Je suis d’abord frappé par la relative discrétion des médias. J’ai parfois le sentiment que la situation qui prévaut à Hong Kong est plus digne d’intérêt. On peut s’étonner de ce manque de clairvoyance, tant une déstabilisation durable de l’Algérie ne manquerait pas d’avoir des conséquences géopolitiques majeures non seulement pour le pays mais pour l’ensemble de la région.

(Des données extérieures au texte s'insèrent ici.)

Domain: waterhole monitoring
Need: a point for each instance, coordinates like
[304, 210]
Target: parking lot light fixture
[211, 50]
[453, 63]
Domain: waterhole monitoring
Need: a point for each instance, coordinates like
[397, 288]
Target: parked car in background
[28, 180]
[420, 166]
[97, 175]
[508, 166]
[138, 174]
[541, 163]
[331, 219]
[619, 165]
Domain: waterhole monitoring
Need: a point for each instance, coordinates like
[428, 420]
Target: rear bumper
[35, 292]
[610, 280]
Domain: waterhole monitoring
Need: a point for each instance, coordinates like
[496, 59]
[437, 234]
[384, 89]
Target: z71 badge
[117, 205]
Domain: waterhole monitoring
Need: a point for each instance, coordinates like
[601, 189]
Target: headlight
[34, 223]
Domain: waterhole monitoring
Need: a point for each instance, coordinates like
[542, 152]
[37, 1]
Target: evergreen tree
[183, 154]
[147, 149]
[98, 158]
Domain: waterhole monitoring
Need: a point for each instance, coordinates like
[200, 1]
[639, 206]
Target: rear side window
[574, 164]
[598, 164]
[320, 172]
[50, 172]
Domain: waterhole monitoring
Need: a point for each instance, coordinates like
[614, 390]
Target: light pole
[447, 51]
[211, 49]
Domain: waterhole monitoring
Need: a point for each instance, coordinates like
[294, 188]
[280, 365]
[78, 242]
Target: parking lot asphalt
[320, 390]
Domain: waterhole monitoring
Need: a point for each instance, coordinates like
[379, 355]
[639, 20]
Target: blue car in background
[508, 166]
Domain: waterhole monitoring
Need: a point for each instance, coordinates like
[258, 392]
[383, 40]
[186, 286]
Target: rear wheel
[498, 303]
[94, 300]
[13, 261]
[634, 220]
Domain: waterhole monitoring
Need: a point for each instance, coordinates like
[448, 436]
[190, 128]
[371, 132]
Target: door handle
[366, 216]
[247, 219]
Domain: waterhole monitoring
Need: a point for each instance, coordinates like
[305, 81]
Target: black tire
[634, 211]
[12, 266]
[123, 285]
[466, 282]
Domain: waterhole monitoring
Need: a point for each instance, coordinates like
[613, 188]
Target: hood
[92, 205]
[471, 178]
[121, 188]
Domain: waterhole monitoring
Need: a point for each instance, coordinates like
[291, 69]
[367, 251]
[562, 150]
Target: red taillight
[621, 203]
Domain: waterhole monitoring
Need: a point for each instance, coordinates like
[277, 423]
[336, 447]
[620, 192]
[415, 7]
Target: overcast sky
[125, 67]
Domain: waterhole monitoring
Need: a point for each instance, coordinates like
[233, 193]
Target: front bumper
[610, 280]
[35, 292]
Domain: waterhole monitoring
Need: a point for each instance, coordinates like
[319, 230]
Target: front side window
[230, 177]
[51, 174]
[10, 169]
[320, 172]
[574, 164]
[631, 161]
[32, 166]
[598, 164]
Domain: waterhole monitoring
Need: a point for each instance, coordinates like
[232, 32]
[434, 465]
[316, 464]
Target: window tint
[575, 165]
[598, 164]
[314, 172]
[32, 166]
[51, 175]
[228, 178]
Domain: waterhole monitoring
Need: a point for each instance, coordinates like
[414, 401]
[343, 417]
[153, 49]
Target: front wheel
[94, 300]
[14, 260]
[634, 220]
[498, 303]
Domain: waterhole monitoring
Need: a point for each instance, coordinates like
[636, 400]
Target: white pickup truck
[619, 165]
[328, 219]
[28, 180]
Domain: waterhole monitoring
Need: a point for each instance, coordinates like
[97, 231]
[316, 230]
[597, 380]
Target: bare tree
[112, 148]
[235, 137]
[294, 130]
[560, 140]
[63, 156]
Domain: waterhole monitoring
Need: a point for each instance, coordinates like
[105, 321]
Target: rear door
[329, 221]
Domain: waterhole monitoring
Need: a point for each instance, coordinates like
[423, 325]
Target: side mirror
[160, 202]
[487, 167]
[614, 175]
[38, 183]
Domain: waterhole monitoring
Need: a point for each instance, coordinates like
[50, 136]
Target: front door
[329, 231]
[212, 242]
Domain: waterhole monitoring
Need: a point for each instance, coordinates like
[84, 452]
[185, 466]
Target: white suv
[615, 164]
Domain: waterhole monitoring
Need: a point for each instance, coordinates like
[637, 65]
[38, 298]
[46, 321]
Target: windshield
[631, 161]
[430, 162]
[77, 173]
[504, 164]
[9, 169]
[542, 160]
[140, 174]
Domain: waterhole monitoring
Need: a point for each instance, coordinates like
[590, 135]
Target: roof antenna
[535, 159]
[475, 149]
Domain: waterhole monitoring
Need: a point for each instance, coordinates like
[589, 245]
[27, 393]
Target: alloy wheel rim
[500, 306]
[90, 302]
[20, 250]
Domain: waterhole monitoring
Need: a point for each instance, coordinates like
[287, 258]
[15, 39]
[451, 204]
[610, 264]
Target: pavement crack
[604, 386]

Il est vrai que l’Algérie suscite souvent chez les commentateurs français un inconfort lié à une méconnaissance des arcanes d’une société proche et lointaine. L’analyse est en outre distordue par le poids des mémoires. On ne doit pas sous-estimer la peur chez beaucoup d’en dire trop ou pas assez. Aussi, les réactions à la situation actuelle oscillent-elles fréquemment entre maladresse, silence embarrassé et précipitation.

La France devra-t-elle choisir entre défendre ses intérêts économiques en Algérie, notamment l’exploitation du sous-sol par Total (pétrole, gaz, gaz de schiste…) et ses valeurs humanistes, écologique et démocratiques ?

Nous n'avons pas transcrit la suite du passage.